Um Punkt zwei Uhr ertönte ein lauter Gong. Richard hatte sich gerade mit Taurine an der Bar niedergelassen. Sie hatte ein Glas mit Rotwein vor sich stehen, er trank ein Bier aus der Flasche. Nach Mitternacht war auch die Etikette in solchen Gesellschaften etwas gelockert.
In der Tür des Saales stand Peter und schlug ein zweites, dann ein drittes Mal den Gong. Nach und nach verstummten die Gespräche und alle schauten ihn erwartungsvoll an. Um seinen Körper war ein Tuch geschlungen, das der Picknickdecke auf seinem Gemälde ähnelte. In der einen Hand hielt er einen Korb, der mit allerlei Lebensmitteln gefüllt zu sein schien. An zwei Leinen, die er mit der anderen Hand festhielt, waren ein Stoffhund und eine Stoffkatze festgebunden. Mit wenigen Schritten näherte er sich der Staffelei, nahm das Bild herab und klemmte es sich unter den Arm.
„Meine lieben Freunde, verehrte Gäste, ich danke Ihnen für Ihr Kommen in dieses Haus. Es war mir eine Ehre, Sie zu bewirten und mit Ihnen die Idee eines idyllischen Lebens zu teilen. In dieser Stunde mache ich mich auf den Weg, genau dieses Leben zu suchen. Wie Sie sehen, habe ich alles dabei.“ Dabei wies er auf die Decke, den Korb, die Stofftiere und das Gemälde. Vereinzeltes Gelaechter erklang. Irgendjemand sagte halblaut „Meine Kinder malen sich auch immer ihre Schatzkarten selbst.“, worauf die Gastgeberin ein helles Kichern hören ließ. Dann wurde es wieder ruhig. Peter verbeugte sich tief:
„Gute Nacht, liebe Freunde, trinkt noch und bleibt, wenn ihr wollt, ich aber gehe.“
Damit drehte er sich schwungvoll um, zog die Stofftiere an den Leinen hinter sich her und verließ den Saal.
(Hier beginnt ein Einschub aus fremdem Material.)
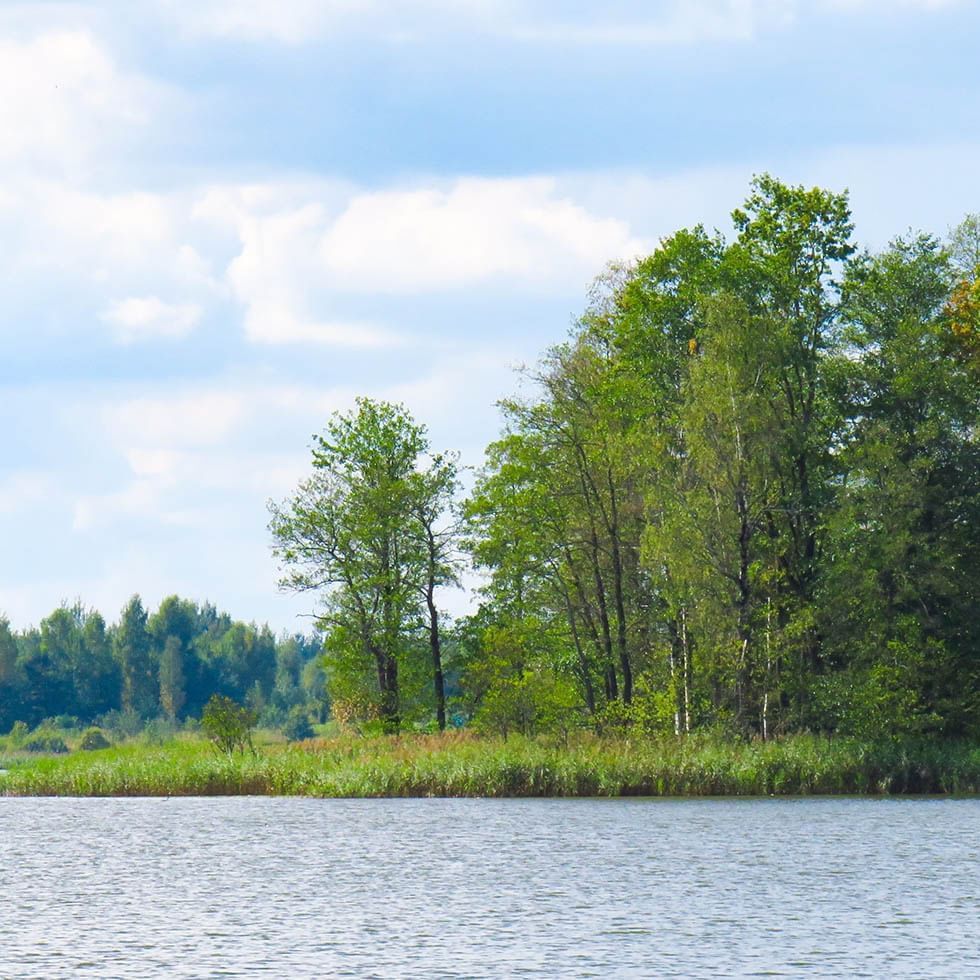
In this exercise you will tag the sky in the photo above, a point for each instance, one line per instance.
(223, 220)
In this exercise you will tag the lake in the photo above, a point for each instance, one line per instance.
(489, 888)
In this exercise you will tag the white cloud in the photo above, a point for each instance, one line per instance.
(140, 318)
(476, 230)
(62, 97)
(187, 419)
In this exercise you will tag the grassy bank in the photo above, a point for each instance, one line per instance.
(462, 765)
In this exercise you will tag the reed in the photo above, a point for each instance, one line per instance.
(459, 764)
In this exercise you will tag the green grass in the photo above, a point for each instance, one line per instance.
(464, 765)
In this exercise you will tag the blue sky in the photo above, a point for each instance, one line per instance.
(222, 220)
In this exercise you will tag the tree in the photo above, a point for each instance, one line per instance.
(356, 532)
(133, 652)
(171, 676)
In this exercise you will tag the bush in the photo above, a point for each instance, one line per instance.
(94, 739)
(42, 742)
(297, 727)
(228, 724)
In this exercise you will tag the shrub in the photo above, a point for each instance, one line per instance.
(43, 742)
(228, 724)
(93, 739)
(297, 726)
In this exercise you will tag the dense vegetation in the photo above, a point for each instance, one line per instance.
(741, 500)
(744, 496)
(74, 669)
(460, 764)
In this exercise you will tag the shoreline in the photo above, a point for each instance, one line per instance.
(465, 766)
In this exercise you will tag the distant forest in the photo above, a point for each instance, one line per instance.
(75, 670)
(743, 497)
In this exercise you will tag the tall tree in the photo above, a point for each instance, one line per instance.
(133, 652)
(352, 531)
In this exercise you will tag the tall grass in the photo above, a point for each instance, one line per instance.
(463, 765)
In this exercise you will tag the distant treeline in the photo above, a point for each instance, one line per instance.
(76, 668)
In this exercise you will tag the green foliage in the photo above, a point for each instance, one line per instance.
(47, 742)
(297, 727)
(744, 496)
(362, 531)
(460, 765)
(228, 724)
(94, 739)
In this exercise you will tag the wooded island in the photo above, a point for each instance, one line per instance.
(741, 502)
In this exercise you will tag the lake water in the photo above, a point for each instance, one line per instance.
(489, 888)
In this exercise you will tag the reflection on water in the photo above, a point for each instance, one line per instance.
(489, 888)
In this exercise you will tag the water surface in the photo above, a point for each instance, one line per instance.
(489, 888)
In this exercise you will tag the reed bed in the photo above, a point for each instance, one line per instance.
(461, 765)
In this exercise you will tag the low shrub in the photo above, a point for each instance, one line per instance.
(50, 744)
(93, 739)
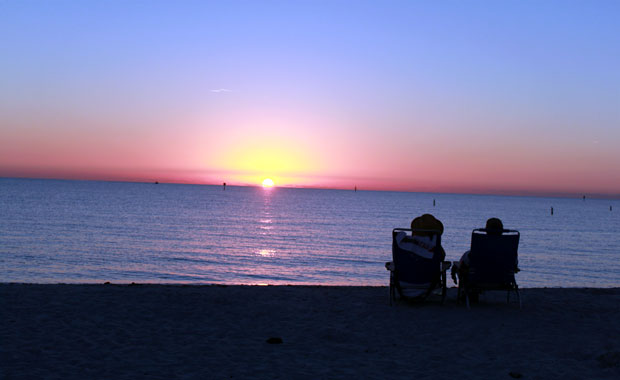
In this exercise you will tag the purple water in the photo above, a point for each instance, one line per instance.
(90, 232)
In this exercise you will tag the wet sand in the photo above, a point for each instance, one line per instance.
(223, 332)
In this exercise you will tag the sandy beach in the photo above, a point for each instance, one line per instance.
(240, 332)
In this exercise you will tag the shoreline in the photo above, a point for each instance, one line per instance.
(224, 331)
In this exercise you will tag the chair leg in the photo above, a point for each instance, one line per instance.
(392, 290)
(443, 288)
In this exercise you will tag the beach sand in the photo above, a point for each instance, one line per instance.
(222, 332)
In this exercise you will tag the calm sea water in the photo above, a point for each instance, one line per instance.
(90, 232)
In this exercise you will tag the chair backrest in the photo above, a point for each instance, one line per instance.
(413, 268)
(493, 257)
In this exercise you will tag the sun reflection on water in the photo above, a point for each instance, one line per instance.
(266, 252)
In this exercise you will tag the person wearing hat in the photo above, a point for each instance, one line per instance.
(427, 238)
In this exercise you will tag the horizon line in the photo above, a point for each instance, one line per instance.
(509, 193)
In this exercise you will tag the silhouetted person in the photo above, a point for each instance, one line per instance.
(428, 222)
(460, 269)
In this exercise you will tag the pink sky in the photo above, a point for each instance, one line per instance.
(517, 99)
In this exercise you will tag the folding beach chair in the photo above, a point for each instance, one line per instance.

„Warum lassen Sie ihn gehen?“ Taurine hob sacht ihr Weinglas an. „Er ist doch der Dieb?“
„Ja“, Rosenstock lächelte müde und schaute sie sanft an. Er hatte große Lust, ihre Hand zu nehmen und sie dann gar nicht mehr loszulassen. Irgendwie war ihm plötzlich ganz wehmütig im Herzen.
„Ich habe es auch gesehen. An manchen Stellen schimmerten die Scheine durch das Blau des Sees und das Weiß der Schwäne. Er schien sich wirklich keine besondere Mühe gegeben zu haben. Wahrscheinlich wusste er, dass niemand sein Bild so genau betrachten würde. Peter ist kein Träumer.“

Kurzentschlossen stand er auf und stellte die Bierflasche auf den Tisch.
„Aber er braucht das Geld, um von hier wegzukommen, sich seine Träume zu erfüllen. Vielleicht hat seine Großtante das sogar so gewollt. In seinem Zimmer fand ich einen Brief von ihr, der einen Zettel mit nur diesem Wort „Egoist“ enthielt.“
Er streckte ihr die Hand entgegen, Taurine drückte sie freundlich.
„Taurine, es ist spät, ich muss gehen. Bis morgen.“

 

Hallo Weltentochter!

Willkommen auf kg.de.

"Der schöne Schein" => Dein Beitrag zum Kärntner Krimipreis?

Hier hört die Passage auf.